The LFG system basically killed most social interaction in WoW.

So if you played for that, you got excluded.

They also sort of killed build diversity, but there was no build diversity in classic either, at least if you wanted to raid.

The grinding... I don't miss it. That could have used toning down.

2 comments

> The LFG system basically killed most social interaction in WoW.

I started playing Anniversary vanilla one year ago. I played through it all and now I'm playing Anniversary TBC. I visited many dungeons. There's no LFG system, yet I didn't find any social interactions in dungeons. I'm pretty sure the whole social interactions thing is overblown. 99% of dungeons is like leader silently invites you or you write "inv holy pala GS 1400" and he silently invites you. You silently run through dungeons, silently leave. That's about it. There are no interactions. Zero. Some people write "hi" and "ty", some don't bother.

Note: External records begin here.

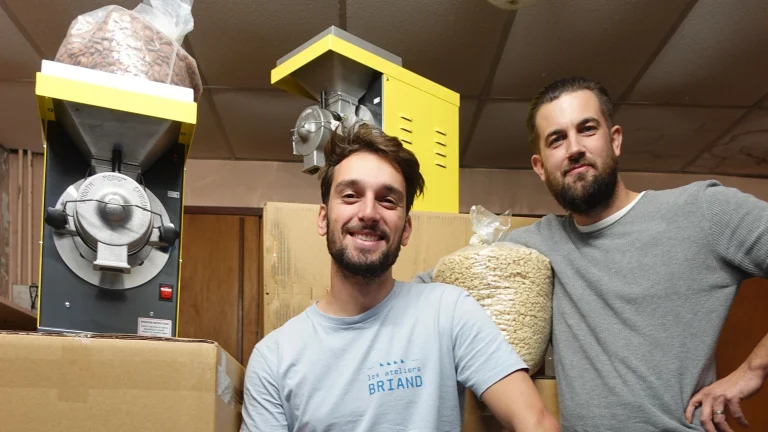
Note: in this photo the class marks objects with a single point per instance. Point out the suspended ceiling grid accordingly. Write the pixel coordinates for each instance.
(690, 76)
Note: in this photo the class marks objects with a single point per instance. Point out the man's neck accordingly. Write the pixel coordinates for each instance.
(351, 296)
(622, 198)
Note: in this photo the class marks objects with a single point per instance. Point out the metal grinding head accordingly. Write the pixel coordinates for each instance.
(111, 217)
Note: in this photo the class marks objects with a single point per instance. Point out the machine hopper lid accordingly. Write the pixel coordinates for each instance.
(331, 70)
(102, 111)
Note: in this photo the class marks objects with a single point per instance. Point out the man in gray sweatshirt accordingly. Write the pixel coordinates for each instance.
(643, 281)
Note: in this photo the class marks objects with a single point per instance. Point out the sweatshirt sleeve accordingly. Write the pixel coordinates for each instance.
(262, 407)
(738, 226)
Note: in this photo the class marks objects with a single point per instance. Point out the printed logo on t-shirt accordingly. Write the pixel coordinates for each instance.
(394, 375)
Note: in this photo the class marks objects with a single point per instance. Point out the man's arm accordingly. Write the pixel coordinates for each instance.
(517, 404)
(262, 406)
(489, 366)
(738, 226)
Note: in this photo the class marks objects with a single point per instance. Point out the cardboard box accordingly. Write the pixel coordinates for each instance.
(116, 383)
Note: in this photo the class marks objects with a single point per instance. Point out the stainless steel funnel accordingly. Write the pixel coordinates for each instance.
(98, 131)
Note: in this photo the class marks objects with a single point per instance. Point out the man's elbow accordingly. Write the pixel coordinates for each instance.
(542, 421)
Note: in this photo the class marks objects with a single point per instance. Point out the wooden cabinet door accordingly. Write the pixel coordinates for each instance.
(220, 275)
(210, 273)
(746, 325)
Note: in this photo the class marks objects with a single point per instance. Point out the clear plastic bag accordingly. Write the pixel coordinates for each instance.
(144, 42)
(513, 283)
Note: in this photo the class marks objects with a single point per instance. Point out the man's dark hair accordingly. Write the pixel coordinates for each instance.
(558, 88)
(366, 138)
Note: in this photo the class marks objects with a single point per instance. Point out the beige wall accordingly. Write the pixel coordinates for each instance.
(250, 184)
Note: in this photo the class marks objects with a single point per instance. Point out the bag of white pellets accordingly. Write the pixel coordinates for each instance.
(511, 282)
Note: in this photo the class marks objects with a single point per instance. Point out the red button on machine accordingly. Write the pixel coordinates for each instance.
(166, 292)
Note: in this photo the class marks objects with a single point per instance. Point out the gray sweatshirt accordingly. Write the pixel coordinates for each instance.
(640, 300)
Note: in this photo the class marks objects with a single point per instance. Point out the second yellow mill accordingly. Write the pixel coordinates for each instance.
(351, 80)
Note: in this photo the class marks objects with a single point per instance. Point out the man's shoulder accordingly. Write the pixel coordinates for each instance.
(690, 189)
(427, 292)
(532, 235)
(290, 333)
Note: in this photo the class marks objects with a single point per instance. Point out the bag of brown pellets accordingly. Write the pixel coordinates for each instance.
(144, 42)
(513, 283)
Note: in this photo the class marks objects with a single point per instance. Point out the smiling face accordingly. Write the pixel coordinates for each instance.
(579, 153)
(365, 219)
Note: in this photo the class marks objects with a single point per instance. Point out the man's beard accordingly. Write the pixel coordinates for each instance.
(365, 266)
(585, 199)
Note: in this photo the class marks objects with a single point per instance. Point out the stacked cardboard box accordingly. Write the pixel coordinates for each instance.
(116, 383)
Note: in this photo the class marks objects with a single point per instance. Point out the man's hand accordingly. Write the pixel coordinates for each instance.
(729, 391)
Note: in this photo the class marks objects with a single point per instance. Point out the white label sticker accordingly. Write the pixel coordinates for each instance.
(155, 327)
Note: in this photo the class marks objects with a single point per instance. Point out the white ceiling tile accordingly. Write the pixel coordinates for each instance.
(607, 40)
(717, 57)
(743, 151)
(259, 123)
(19, 120)
(449, 42)
(238, 42)
(209, 141)
(665, 138)
(18, 60)
(47, 21)
(500, 139)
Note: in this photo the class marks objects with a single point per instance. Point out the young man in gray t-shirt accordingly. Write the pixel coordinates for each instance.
(643, 281)
(378, 354)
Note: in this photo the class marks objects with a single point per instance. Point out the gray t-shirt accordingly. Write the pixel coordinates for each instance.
(639, 302)
(402, 366)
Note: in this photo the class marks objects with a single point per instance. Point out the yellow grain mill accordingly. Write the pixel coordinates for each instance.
(351, 80)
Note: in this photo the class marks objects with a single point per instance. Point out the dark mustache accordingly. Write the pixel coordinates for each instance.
(575, 163)
(374, 229)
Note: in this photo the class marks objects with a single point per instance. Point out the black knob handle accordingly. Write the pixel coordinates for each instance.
(56, 218)
(168, 234)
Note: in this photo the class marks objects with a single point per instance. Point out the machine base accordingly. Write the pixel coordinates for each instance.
(69, 303)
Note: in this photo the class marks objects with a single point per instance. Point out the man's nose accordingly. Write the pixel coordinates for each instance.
(369, 210)
(576, 148)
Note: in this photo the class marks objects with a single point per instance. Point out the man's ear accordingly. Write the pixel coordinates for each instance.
(538, 166)
(616, 137)
(406, 231)
(322, 220)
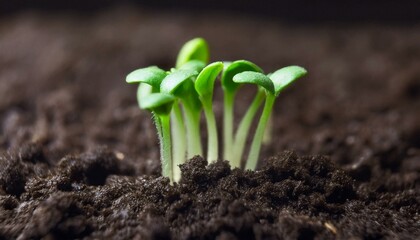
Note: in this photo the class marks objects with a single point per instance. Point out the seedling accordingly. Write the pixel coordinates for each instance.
(230, 89)
(161, 104)
(280, 79)
(177, 97)
(204, 85)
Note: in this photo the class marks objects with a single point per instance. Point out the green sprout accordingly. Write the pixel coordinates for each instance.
(178, 97)
(280, 80)
(230, 89)
(161, 104)
(204, 85)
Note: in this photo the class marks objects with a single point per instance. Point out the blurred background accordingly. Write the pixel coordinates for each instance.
(63, 65)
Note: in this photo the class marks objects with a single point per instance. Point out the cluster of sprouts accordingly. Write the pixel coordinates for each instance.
(178, 97)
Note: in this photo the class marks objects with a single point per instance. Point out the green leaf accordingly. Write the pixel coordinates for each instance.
(285, 76)
(175, 80)
(150, 75)
(255, 78)
(143, 90)
(159, 103)
(204, 84)
(195, 65)
(195, 49)
(234, 68)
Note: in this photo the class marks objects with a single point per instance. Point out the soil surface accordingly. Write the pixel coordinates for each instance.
(80, 160)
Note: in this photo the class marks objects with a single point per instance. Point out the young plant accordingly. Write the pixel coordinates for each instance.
(196, 49)
(280, 80)
(160, 105)
(204, 85)
(230, 89)
(180, 84)
(177, 97)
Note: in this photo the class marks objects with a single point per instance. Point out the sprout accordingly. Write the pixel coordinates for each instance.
(160, 105)
(204, 85)
(177, 97)
(230, 88)
(195, 49)
(280, 79)
(180, 84)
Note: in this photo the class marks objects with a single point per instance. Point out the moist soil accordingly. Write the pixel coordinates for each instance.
(79, 160)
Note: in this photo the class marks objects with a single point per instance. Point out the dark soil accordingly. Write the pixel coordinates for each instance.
(80, 160)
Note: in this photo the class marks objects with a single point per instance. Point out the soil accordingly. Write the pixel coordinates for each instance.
(80, 160)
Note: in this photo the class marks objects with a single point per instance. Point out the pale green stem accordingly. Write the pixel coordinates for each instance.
(178, 141)
(165, 147)
(268, 134)
(228, 125)
(253, 155)
(212, 143)
(192, 120)
(243, 129)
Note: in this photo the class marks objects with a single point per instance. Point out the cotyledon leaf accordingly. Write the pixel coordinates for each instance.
(285, 76)
(175, 79)
(204, 83)
(255, 78)
(151, 75)
(195, 49)
(160, 103)
(234, 68)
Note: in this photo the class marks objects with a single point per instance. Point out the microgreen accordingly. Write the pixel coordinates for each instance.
(160, 104)
(195, 49)
(280, 79)
(229, 89)
(204, 85)
(177, 98)
(180, 84)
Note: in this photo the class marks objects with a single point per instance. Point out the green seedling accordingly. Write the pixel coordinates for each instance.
(280, 79)
(180, 84)
(230, 89)
(232, 149)
(160, 105)
(204, 85)
(177, 97)
(195, 49)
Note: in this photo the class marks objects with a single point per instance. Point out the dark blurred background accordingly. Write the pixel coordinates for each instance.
(391, 11)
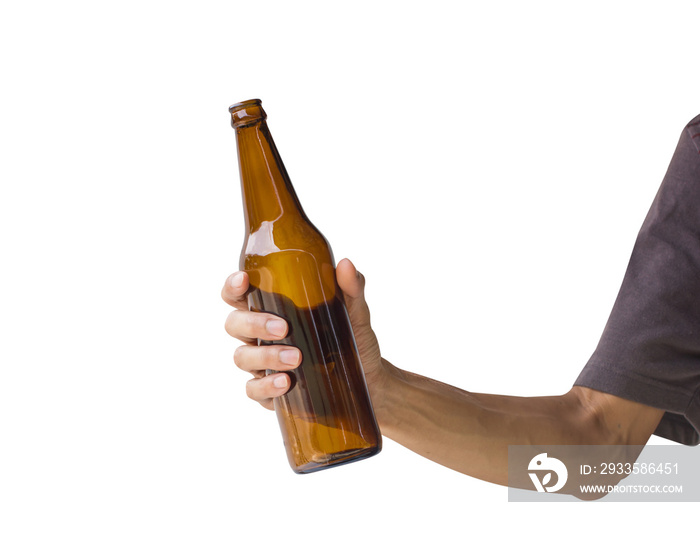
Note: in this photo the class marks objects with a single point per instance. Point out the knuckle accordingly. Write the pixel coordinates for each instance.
(239, 356)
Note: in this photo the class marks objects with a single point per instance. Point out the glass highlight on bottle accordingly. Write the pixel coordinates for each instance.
(326, 417)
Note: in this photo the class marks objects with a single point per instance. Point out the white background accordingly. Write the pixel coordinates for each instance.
(486, 165)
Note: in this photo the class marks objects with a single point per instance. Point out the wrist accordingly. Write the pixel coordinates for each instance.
(384, 392)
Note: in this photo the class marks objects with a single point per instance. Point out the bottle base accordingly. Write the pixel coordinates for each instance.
(336, 460)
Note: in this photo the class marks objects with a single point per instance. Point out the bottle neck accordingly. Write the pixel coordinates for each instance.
(268, 194)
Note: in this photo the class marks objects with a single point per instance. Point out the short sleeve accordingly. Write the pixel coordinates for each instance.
(650, 348)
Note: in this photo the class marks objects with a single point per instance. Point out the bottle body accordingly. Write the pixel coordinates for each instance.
(326, 417)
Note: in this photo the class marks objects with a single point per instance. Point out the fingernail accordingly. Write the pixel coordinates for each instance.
(276, 327)
(289, 357)
(280, 381)
(236, 280)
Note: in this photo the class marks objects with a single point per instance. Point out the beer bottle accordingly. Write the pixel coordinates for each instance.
(326, 417)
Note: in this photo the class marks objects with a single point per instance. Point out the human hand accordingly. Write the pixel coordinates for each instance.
(249, 326)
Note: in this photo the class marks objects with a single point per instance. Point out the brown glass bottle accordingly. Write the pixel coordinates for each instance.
(326, 417)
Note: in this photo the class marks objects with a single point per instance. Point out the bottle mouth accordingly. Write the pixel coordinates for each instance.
(246, 113)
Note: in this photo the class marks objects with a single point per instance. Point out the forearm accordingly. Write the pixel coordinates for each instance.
(471, 432)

Might also be a feature of cross realm play. Or whatever is cross server play these days, I haven't touched WoW in a long time.

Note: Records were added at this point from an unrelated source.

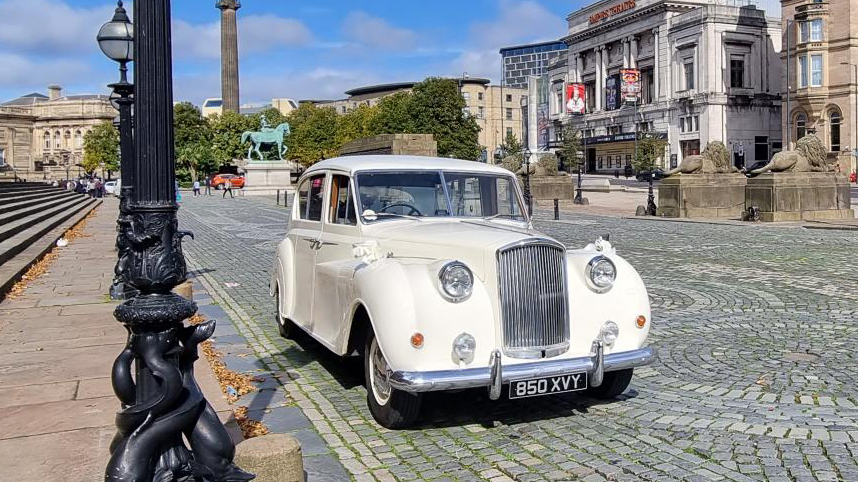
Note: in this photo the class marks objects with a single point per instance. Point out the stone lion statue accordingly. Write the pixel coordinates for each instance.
(809, 156)
(714, 160)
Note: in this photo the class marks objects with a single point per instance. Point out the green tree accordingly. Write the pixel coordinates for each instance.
(314, 136)
(571, 148)
(436, 107)
(192, 138)
(394, 115)
(101, 148)
(650, 150)
(357, 124)
(225, 135)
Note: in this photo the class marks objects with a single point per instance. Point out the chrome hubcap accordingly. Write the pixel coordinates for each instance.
(379, 374)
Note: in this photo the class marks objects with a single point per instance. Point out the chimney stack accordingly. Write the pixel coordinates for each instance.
(54, 92)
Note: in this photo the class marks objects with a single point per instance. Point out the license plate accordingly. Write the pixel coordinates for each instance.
(548, 385)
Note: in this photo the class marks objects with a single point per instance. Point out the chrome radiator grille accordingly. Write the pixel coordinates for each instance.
(533, 299)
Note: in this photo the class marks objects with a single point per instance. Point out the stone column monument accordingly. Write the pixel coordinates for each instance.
(229, 53)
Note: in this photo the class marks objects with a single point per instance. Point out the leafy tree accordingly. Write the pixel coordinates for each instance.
(436, 107)
(650, 150)
(571, 148)
(225, 135)
(314, 136)
(101, 148)
(357, 124)
(394, 115)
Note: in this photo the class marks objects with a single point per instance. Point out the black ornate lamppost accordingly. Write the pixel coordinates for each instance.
(527, 197)
(153, 377)
(116, 40)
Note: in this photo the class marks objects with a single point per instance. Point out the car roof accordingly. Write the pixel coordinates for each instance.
(351, 164)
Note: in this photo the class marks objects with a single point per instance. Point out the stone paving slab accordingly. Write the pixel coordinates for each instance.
(57, 343)
(755, 327)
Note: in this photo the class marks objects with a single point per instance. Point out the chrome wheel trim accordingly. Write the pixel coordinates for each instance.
(379, 374)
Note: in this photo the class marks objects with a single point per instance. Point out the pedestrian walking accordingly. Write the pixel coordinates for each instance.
(227, 188)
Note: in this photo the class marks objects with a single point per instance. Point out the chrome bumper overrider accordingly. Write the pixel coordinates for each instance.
(494, 375)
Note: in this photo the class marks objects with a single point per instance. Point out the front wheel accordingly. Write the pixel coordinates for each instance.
(284, 326)
(390, 407)
(612, 385)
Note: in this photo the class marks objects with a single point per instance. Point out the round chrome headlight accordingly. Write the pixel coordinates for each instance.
(601, 273)
(457, 281)
(610, 332)
(464, 347)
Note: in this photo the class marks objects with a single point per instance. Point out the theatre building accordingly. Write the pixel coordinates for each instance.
(707, 72)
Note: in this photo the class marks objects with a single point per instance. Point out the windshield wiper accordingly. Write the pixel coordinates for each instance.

If you know you're not likely to ever meet those people again, you don't bother.

That's exactly what's happening on Anniversary servers. They crammed like 20 servers into one megaserver, so there are like 100 000 players on the same server and you're very unlikely to meet the same person twice.
>The LFG system basically killed most social interaction in WoW.

as someone who has played since 2004 with only a handful of month-long breaks, this is simply not true.

I played until (and including) WoTLK. The conversations outside my guild simply ... stopped.